Former SEC Chairman Levitt on Enron's Collapse (Transcript) 2002-01-14 14:49 (New York)
Boynton Beach, Florida, Jan. 14, 2002 (Bloomberg) -- Former Securities and Exchange Commission (SEC) Chairman Arthur Levitt talks with Bloomberg's Dylan Ratigan via satellite about the collapse of energy trader Enron Corp. and the need for an improved oversight process and improved accounting practices. Levitt is a Bloomberg LP board member.
(This is not a legal transcript. Bloomberg LP cannot guarantee its accuracy.)
RATIGAN: Well, after a seven-week stock slide and then filing for bankruptcy on November 8th, the fall of the largest energy trader, Enron, has brought many issues to the forefront, ranging from accounting standards; 401(k) plans; questions regarding auditing practices, in general, and specifically, in this case, Arthur Andersen.
And Enron, as such, the focus in our visit with Arthur Levitt. Joining us now from Florida is the former chairman of the SEC and now a regular contributor to us here at Bloomberg News, as well as a member of our board at Bloomberg.
Arthur Levitt, it's good to see you. I say good morning to you, a happy new year to you.
LEVITT: Good morning, Dylan.
RATIGAN: .and ask you what happened? What went wrong?
LEVITT: Well, what we really had here was an absolute breakdown of the gatekeepers that would ordinarily protect individual investors. It wasn't just the accountants, although certainly they had the oversight responsibility. It was the brokers who sold this. It was the analysts who just didn't do their job. It was the rating agencies that dropped the ball. It was the investment bankers that cooked up a scheme to hide the obligations of the company and subsidiaries. The system just didn't work; there wasn't adequate oversight. And it could happen at other companies just as well.
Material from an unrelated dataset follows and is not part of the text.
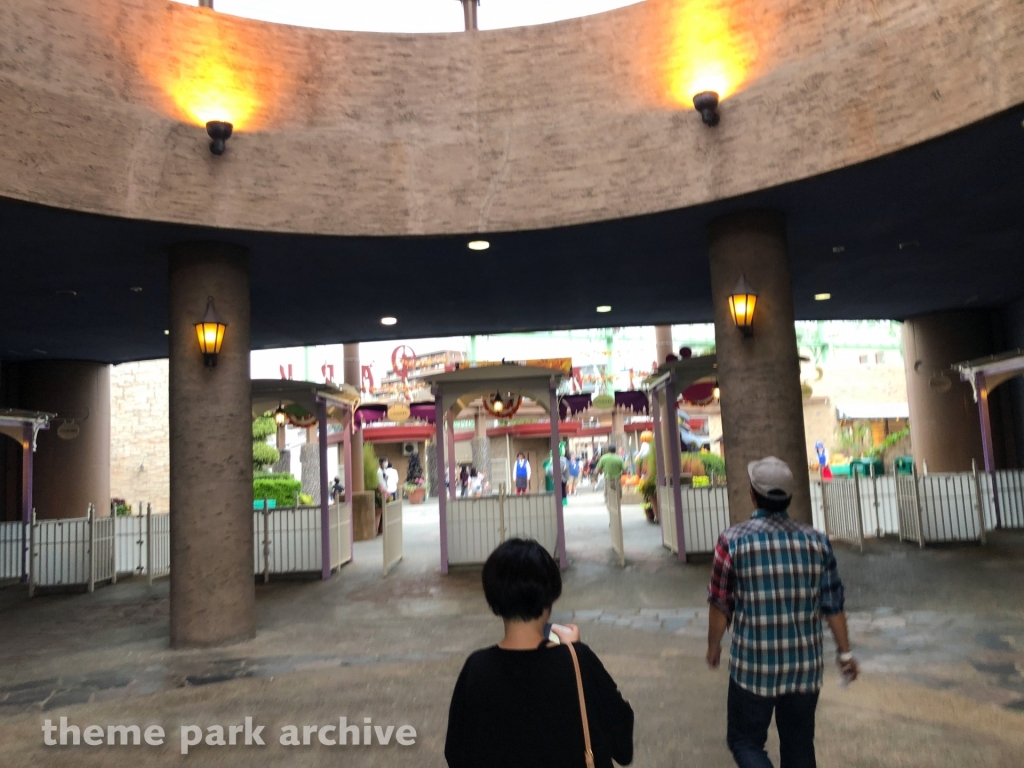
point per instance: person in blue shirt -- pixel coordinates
(521, 472)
RATIGAN: What sort of solution would you suggest?
LEVITT: I think there are a number of things. I think we have to take a clean look at the way we report out, accounting standards. Right now, the independent standard setter is the FASB up in Norwalk, Connecticut. But they are funded by the very companies that they provide standards for and the process is slow and cumbersome. We need oversight of the accounting profession by an independent, perhaps appointed by the SEC, oversight body that will supervise them and not require the funding of the trade group that represents the industry, the AICPA. It's got to be independent. In addition to that, we need new standards for analysts, to see to it that they're not comprised by conflicts of interest that keep them from getting to the heart of the story.
RATIGAN: You were - you were going to keep going?
LEVITT: I'm saying that these are a few of the issues that have to be addressed. I think that, in addition to that, corporate America has got to change the way their boards are structured in terms of independence. I think we have to consider very seriously about requiring publicly owned companies to include at least 50 percent of their board coming from independent directors, rather than the present system of requiring only perhaps three.
RATIGAN: Talk to me about realistically, Arthur, what, if any of what you just described, will actually occur, from the accounting oversight, to conflict on the research side, down the line.
LEVITT: I think a lot of it will. This is an unprecedented business scandal. Occurring at a time when the market has declined so precipitously, the public is very, very engaged in this issue. I think there's never been a better time to redo the way we derive accounting standards, to redo the way we supervise the auditors. For years, American business has been working at managing the numbers in ways which have been deceptive to the American public.
RATIGAN: Correct me, if I'm wrong, Arthur, but what you're suggesting would imply that what happened at Enron was not simply the work of a few executives that had concocted a scheme of sorts, but at least an implicit consent by a large number of people to allow this to occur?
LEVITT: I think that's true, Dylan. I think that this represents the culmination of years of effort on the part of individuals and corporations and others to kind of move us towards the edge of the envelope, and, in doing that, deceiving the public by failing to observe some of the basic protections that are part of what has made our system so great.
I think this is a time that we've got to review how standards are set, how rules are established, how oversight proceeds in terms of protecting the public interest. Not ever has the accounting industry focused on the public interest. Rather, their focus has been in terms of protecting their own interests. That's got to be addressed. It's a job for regulators; it's a job for the SEC; it's a job for investors to ask the right questions.